За этою таинственною чертой всё начнёт помогать вере, всё пойдёт во славу Божию, даже и гордость моего ума! «Что мне за дело до всех этих великих умов и открытий! Я всё это давно знаю! Они меня уже ничем не удивят... Я у всех этих великих умов вижу их слабую сторону, вижу их противоречия друг другу, вижу их недостаточность. Может быть, они и умом ошиблись, не веруя в Церковь; математически не додумались... упустили из вида то и другое... И если уж нужно каждому ошибаться, то уж я лучше ошибусь умом по-своему, так, как я хочу, а не так, как они меня учат ошибаться... Буду умом моим ошибаться по-моему; так ошибаться, как мне приятно, а не так, как им угодно, всем этим европейским мыслителям! .. А мне отраднее и приятнее ошибаться вместе с апостолами, с Иоанном Златоустом, с митрополитом Филаретом, с отцом Амвросием, с отцом Иеронимом Афонским, даже с этим лукавым и пьяным попом (который вчера ещё, например, раздражил меня тем-то и тем-то), чем вместе со Львом Толстым, с Лютером, Гартманом и Прудоном... Сами молодые философы наши, Грот, например, признают умственные, философские права чувства.

Вот как и гордость моего ума может привести ко смирению перед Церковью. Не верю в безошибочность моего ума, не верю в безошибочность и других, самых великих умов, не верю тем ещё более в непогрешимость собирательного человечества; но верить во что-нибудь всякому нужно, чтобы жить. Буду же верить в Евангелие, объяснённое Церковью, а не иначе.

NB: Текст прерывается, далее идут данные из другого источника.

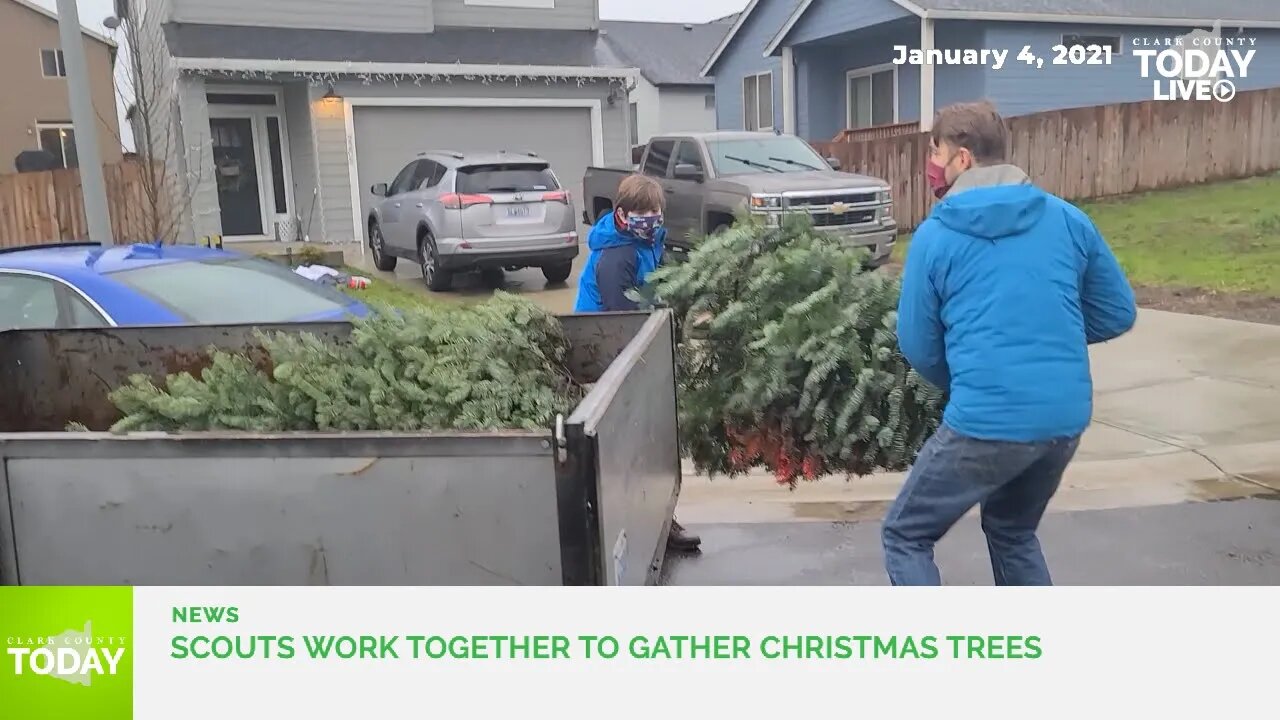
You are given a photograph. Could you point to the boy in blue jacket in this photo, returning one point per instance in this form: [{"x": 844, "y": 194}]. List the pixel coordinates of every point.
[
  {"x": 1005, "y": 287},
  {"x": 624, "y": 247}
]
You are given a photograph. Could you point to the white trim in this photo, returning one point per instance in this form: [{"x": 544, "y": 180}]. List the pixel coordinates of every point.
[
  {"x": 519, "y": 4},
  {"x": 789, "y": 91},
  {"x": 1118, "y": 36},
  {"x": 347, "y": 67},
  {"x": 1092, "y": 19},
  {"x": 755, "y": 110},
  {"x": 595, "y": 108},
  {"x": 728, "y": 37},
  {"x": 53, "y": 16},
  {"x": 868, "y": 72},
  {"x": 41, "y": 126},
  {"x": 110, "y": 322},
  {"x": 928, "y": 77}
]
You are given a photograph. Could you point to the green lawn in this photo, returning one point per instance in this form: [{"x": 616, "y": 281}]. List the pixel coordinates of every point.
[
  {"x": 387, "y": 292},
  {"x": 1223, "y": 236}
]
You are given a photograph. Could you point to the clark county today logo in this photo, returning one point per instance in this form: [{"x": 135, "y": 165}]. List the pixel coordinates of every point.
[
  {"x": 72, "y": 656},
  {"x": 1198, "y": 65}
]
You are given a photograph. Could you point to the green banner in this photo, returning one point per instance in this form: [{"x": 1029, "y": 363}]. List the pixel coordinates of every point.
[{"x": 68, "y": 652}]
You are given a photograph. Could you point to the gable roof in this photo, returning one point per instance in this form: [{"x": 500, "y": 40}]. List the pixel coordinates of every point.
[
  {"x": 666, "y": 53},
  {"x": 1230, "y": 13},
  {"x": 446, "y": 46},
  {"x": 53, "y": 16}
]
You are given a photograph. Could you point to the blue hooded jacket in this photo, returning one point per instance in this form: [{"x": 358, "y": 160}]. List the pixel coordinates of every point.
[
  {"x": 1005, "y": 287},
  {"x": 617, "y": 261}
]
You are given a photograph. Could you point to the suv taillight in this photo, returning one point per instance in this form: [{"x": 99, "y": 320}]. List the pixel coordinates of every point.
[{"x": 461, "y": 201}]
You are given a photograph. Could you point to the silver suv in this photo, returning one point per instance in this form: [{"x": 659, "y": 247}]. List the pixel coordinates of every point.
[{"x": 453, "y": 213}]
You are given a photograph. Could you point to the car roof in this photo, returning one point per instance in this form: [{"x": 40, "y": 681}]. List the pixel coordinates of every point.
[
  {"x": 455, "y": 159},
  {"x": 77, "y": 260}
]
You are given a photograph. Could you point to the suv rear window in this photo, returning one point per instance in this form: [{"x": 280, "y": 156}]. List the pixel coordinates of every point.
[
  {"x": 238, "y": 291},
  {"x": 506, "y": 178}
]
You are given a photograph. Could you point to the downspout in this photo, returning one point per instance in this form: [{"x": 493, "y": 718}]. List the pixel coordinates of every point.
[
  {"x": 789, "y": 90},
  {"x": 927, "y": 77}
]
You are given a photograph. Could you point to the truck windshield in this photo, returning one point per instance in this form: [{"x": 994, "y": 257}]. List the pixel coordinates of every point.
[
  {"x": 776, "y": 154},
  {"x": 237, "y": 291}
]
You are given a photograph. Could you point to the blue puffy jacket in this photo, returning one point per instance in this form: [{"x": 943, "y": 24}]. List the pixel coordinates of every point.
[
  {"x": 1005, "y": 287},
  {"x": 617, "y": 261}
]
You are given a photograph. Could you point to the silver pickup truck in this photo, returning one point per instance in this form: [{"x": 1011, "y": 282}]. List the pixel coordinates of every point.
[{"x": 712, "y": 176}]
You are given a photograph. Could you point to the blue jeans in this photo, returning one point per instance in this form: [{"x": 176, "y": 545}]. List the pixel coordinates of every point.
[{"x": 1011, "y": 481}]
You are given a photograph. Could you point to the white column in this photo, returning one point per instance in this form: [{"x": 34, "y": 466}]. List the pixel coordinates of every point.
[
  {"x": 789, "y": 90},
  {"x": 927, "y": 109}
]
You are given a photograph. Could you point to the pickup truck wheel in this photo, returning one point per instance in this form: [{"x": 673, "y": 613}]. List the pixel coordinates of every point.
[
  {"x": 437, "y": 278},
  {"x": 493, "y": 278},
  {"x": 378, "y": 247},
  {"x": 556, "y": 274}
]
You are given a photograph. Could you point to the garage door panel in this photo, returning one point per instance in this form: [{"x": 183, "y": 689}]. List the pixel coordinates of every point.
[{"x": 387, "y": 139}]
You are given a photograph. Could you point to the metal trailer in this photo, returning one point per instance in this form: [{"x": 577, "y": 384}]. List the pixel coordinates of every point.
[{"x": 586, "y": 502}]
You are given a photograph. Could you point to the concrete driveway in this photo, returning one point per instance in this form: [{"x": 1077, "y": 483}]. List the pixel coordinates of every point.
[{"x": 1175, "y": 482}]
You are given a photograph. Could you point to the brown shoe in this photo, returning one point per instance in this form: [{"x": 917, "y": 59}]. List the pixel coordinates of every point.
[{"x": 681, "y": 540}]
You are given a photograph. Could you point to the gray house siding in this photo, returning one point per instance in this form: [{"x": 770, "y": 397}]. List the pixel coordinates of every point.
[
  {"x": 302, "y": 158},
  {"x": 199, "y": 159},
  {"x": 382, "y": 16},
  {"x": 1019, "y": 89},
  {"x": 567, "y": 14},
  {"x": 745, "y": 57},
  {"x": 332, "y": 142}
]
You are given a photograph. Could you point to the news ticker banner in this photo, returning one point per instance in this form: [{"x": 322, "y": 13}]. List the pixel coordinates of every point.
[{"x": 608, "y": 652}]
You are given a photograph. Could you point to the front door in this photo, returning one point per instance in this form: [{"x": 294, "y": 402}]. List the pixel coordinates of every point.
[{"x": 236, "y": 168}]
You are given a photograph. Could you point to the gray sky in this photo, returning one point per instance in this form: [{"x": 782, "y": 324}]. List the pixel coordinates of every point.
[{"x": 94, "y": 12}]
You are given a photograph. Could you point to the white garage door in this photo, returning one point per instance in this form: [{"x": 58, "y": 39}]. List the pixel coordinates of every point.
[{"x": 388, "y": 139}]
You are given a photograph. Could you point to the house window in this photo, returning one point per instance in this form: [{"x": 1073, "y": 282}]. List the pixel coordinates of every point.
[
  {"x": 872, "y": 96},
  {"x": 1114, "y": 41},
  {"x": 758, "y": 101},
  {"x": 53, "y": 63},
  {"x": 59, "y": 141}
]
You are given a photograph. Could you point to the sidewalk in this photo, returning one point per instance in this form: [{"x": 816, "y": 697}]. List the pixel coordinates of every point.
[{"x": 1187, "y": 410}]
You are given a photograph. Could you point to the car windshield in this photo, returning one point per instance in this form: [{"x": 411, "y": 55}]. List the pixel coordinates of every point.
[
  {"x": 233, "y": 291},
  {"x": 772, "y": 154},
  {"x": 506, "y": 178}
]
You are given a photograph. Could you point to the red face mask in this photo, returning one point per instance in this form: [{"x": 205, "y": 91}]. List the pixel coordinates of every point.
[{"x": 937, "y": 176}]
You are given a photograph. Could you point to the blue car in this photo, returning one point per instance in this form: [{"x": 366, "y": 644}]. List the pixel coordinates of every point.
[{"x": 90, "y": 286}]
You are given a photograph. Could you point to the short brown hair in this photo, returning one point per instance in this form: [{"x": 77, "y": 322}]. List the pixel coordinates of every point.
[
  {"x": 976, "y": 127},
  {"x": 640, "y": 192}
]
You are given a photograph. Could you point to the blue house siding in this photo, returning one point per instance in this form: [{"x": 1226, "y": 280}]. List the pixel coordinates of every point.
[
  {"x": 826, "y": 18},
  {"x": 745, "y": 57},
  {"x": 1019, "y": 89},
  {"x": 822, "y": 69}
]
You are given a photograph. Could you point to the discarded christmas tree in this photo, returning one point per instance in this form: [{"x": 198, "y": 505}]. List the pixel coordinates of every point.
[
  {"x": 789, "y": 356},
  {"x": 497, "y": 365}
]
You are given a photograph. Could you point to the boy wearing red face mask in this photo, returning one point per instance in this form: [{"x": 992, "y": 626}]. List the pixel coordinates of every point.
[
  {"x": 625, "y": 246},
  {"x": 1004, "y": 290}
]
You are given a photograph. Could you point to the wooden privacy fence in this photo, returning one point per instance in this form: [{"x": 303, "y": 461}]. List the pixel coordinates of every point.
[
  {"x": 46, "y": 208},
  {"x": 1088, "y": 153}
]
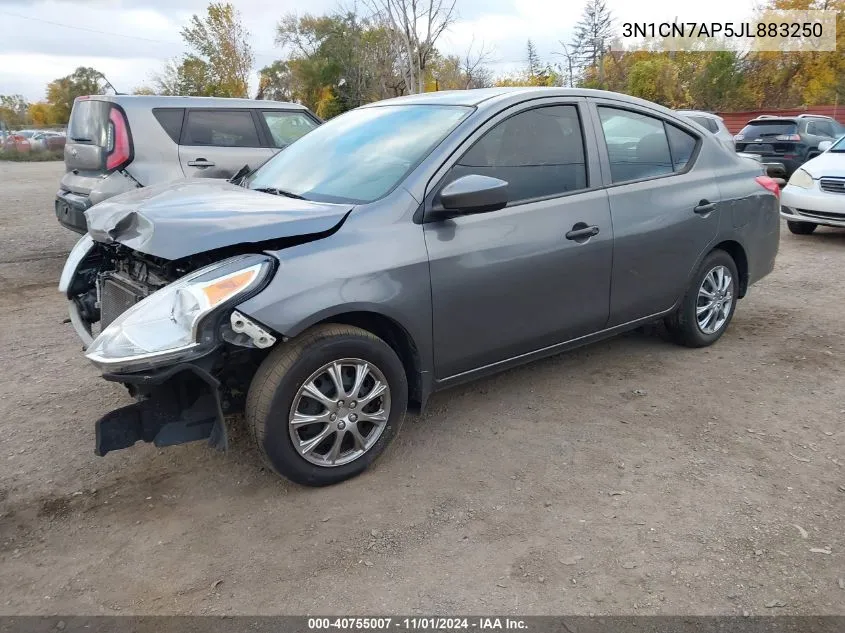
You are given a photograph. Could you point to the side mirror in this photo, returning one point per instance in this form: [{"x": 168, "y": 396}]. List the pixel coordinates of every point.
[{"x": 470, "y": 194}]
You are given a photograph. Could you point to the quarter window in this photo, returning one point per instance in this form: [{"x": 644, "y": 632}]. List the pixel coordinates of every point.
[
  {"x": 286, "y": 127},
  {"x": 220, "y": 128},
  {"x": 637, "y": 146},
  {"x": 539, "y": 153},
  {"x": 681, "y": 145}
]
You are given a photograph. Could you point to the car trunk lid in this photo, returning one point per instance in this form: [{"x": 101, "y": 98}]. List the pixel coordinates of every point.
[{"x": 774, "y": 136}]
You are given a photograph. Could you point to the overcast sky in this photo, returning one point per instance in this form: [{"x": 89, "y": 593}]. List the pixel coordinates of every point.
[{"x": 130, "y": 40}]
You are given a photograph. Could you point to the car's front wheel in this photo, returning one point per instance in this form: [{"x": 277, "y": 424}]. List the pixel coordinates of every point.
[
  {"x": 801, "y": 228},
  {"x": 709, "y": 303},
  {"x": 323, "y": 406}
]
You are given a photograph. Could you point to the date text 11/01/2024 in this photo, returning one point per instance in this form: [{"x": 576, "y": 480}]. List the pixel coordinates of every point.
[
  {"x": 723, "y": 29},
  {"x": 416, "y": 624}
]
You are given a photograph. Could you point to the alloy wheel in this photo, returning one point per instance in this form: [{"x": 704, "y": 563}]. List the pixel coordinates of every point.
[
  {"x": 339, "y": 412},
  {"x": 715, "y": 298}
]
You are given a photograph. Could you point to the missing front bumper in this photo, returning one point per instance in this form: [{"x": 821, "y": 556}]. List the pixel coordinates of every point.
[{"x": 177, "y": 405}]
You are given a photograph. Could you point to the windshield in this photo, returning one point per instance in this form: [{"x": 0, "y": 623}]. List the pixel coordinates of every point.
[
  {"x": 359, "y": 156},
  {"x": 760, "y": 129}
]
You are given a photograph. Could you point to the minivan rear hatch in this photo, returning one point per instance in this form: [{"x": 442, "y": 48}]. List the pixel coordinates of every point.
[
  {"x": 771, "y": 136},
  {"x": 97, "y": 137}
]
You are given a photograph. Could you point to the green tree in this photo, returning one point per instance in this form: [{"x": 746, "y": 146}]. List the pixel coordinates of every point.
[
  {"x": 62, "y": 92},
  {"x": 191, "y": 77},
  {"x": 275, "y": 82},
  {"x": 14, "y": 110},
  {"x": 591, "y": 42},
  {"x": 220, "y": 60}
]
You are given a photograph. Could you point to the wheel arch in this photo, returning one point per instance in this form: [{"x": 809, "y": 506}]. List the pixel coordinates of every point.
[
  {"x": 396, "y": 336},
  {"x": 737, "y": 253}
]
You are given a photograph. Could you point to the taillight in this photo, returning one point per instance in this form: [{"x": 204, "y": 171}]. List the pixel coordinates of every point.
[
  {"x": 768, "y": 183},
  {"x": 119, "y": 145}
]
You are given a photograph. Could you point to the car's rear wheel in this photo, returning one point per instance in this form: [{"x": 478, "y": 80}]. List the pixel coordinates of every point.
[
  {"x": 709, "y": 303},
  {"x": 323, "y": 406},
  {"x": 801, "y": 228}
]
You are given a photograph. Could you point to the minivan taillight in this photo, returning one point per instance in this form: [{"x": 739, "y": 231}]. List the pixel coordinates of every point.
[
  {"x": 770, "y": 184},
  {"x": 119, "y": 144}
]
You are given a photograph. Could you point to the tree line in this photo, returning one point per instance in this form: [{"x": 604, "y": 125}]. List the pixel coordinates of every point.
[{"x": 386, "y": 48}]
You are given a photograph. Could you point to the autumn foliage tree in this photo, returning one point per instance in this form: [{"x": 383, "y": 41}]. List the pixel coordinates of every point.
[{"x": 220, "y": 60}]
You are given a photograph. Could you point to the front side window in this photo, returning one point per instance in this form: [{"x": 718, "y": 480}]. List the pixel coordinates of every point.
[
  {"x": 361, "y": 155},
  {"x": 539, "y": 153},
  {"x": 286, "y": 127},
  {"x": 637, "y": 145},
  {"x": 218, "y": 128}
]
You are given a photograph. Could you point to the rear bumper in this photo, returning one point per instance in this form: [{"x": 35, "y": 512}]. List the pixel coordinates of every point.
[
  {"x": 70, "y": 211},
  {"x": 176, "y": 405},
  {"x": 774, "y": 162}
]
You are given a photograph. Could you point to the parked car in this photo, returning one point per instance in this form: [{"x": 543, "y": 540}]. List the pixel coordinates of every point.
[
  {"x": 48, "y": 140},
  {"x": 117, "y": 143},
  {"x": 712, "y": 123},
  {"x": 791, "y": 141},
  {"x": 404, "y": 247},
  {"x": 816, "y": 192},
  {"x": 20, "y": 141}
]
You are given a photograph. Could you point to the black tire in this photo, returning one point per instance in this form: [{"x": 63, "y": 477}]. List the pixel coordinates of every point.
[
  {"x": 801, "y": 228},
  {"x": 683, "y": 324},
  {"x": 282, "y": 374}
]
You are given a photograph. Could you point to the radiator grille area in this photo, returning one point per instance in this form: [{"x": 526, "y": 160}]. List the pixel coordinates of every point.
[
  {"x": 117, "y": 295},
  {"x": 833, "y": 185}
]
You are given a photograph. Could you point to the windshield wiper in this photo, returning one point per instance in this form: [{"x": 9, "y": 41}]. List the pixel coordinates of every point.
[{"x": 280, "y": 192}]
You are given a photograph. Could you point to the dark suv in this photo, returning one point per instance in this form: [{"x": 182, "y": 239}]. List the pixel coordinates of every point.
[{"x": 791, "y": 141}]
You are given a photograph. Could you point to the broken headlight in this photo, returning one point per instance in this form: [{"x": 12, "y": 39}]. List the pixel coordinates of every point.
[{"x": 167, "y": 325}]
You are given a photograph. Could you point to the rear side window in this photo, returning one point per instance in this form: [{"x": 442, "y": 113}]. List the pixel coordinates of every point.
[
  {"x": 89, "y": 121},
  {"x": 820, "y": 128},
  {"x": 286, "y": 127},
  {"x": 171, "y": 120},
  {"x": 764, "y": 129},
  {"x": 539, "y": 153},
  {"x": 681, "y": 145},
  {"x": 220, "y": 128},
  {"x": 637, "y": 146}
]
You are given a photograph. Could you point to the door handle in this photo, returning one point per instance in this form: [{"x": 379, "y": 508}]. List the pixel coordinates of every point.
[
  {"x": 704, "y": 207},
  {"x": 582, "y": 232}
]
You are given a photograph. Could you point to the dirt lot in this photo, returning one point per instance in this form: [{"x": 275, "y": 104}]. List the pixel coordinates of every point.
[{"x": 632, "y": 476}]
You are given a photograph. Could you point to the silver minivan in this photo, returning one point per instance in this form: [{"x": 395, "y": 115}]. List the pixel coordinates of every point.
[{"x": 117, "y": 143}]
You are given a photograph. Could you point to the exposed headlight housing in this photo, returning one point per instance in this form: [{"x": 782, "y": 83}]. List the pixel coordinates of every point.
[
  {"x": 801, "y": 179},
  {"x": 168, "y": 326},
  {"x": 79, "y": 251}
]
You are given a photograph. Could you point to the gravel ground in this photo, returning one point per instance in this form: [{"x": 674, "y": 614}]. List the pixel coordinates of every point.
[{"x": 631, "y": 476}]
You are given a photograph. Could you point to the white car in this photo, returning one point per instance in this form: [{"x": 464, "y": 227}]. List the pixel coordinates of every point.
[{"x": 815, "y": 194}]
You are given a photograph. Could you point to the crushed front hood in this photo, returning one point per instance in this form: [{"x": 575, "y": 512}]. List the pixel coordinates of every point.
[{"x": 186, "y": 217}]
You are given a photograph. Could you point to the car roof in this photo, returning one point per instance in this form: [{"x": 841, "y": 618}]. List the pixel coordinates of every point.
[
  {"x": 709, "y": 115},
  {"x": 773, "y": 119},
  {"x": 489, "y": 96},
  {"x": 162, "y": 101}
]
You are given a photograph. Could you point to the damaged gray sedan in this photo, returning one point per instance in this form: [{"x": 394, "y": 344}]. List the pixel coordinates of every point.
[{"x": 402, "y": 248}]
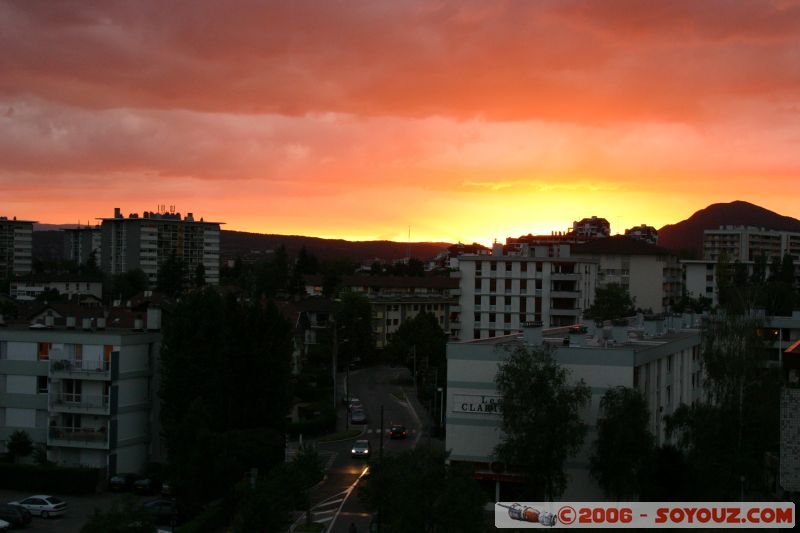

Боже мой, как хорошо, легко! Как всё ясно! И как это ничему не мешает: ни эстетике, ни патриотизму, ни философии, ни неправильно понятой науке, ни правильной любви к человечеству.

II

Был ли я религиозен по природе моей?

Было ли воспитание мое православным?

Стараюсь как можно точнее припомнить детство своё. Вспоминаю всё, что только могу вспомнить и о близких моих, и о самом себе, и говорю себе нерешительно: да и нет!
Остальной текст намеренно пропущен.